What we do know, is that hijacking is an issue that we all face, and it is likely that we all have it in the backs of our minds when we get into our vehicles. To help lessen the impact and in some ways perhaps keep drivers safe, the SAPS has shared these new techniques being used.

New Hijacking Methods

Recently, there has been a worrying spate of fake traffic officers committing car-related crimes. Motorists in Mahikeng and other areas of the North West have reported being pulled over by these fake police officers when the “officers” then attempt to steal the vehicle, generally with the victim still inside.

“Following a number of carjacking incidents that were recently reported at various clusters within the province, police urge motorists to be cautious when travelling or stopping alongside the roads or when ordered to stop by other motorists as that could be hijacking suspects.”

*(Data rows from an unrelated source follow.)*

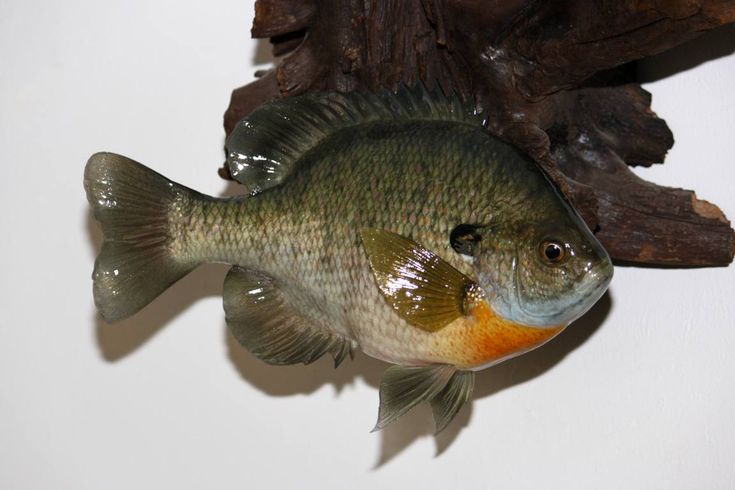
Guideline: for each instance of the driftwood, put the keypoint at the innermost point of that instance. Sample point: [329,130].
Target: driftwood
[546,72]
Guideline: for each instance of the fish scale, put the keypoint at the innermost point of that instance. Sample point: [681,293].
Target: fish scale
[345,238]
[420,170]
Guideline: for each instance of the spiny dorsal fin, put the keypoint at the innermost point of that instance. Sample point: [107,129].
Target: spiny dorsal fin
[263,320]
[265,146]
[402,388]
[455,394]
[422,288]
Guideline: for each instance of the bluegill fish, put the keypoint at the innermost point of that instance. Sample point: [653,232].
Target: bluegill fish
[392,223]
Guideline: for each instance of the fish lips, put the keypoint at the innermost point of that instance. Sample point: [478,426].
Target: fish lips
[552,313]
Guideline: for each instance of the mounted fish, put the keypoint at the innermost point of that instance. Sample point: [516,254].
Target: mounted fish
[392,223]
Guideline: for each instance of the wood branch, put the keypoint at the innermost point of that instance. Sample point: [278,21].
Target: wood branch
[547,75]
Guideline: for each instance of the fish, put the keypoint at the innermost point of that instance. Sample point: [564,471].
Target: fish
[392,223]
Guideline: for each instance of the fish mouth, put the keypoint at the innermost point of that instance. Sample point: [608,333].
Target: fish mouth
[565,310]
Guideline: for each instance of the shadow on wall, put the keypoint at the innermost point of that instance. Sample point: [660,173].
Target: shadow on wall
[709,46]
[125,337]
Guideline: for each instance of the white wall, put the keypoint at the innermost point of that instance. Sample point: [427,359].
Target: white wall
[639,394]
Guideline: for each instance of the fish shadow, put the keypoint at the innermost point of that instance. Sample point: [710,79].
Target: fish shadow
[299,379]
[117,341]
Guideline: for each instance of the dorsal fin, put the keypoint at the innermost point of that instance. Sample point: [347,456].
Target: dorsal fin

“In some instances, particularly in Mahikeng Cluster, unsuspecting motorists were stopped, robbed of their valuables and their vehicles hijacked by people who pretended to be traffic or police officials. Motorists are requested to be vigilant and to report suspicious persons or vehicles at the nearest police stations.” – SAPS statement

The SAPS have stated that their biggest concern is fake traffic cops but that is not their only warning. Those who choose to relieve themselves on the side of the road while travelling are making themselves very much vulnerable. The other issue the police have noticed is that some hijackers have begun staging minor accidents, luring victims to stop and then have their cars stolen.

The police advise drivers to use their common sense while travelling, to drive different routes to avoid being followed, and to not travel alone if possible. There is no fail-safe way to ensure that you won’t be hijacked, instead, you can only be savvy and try to trust your gut instinct.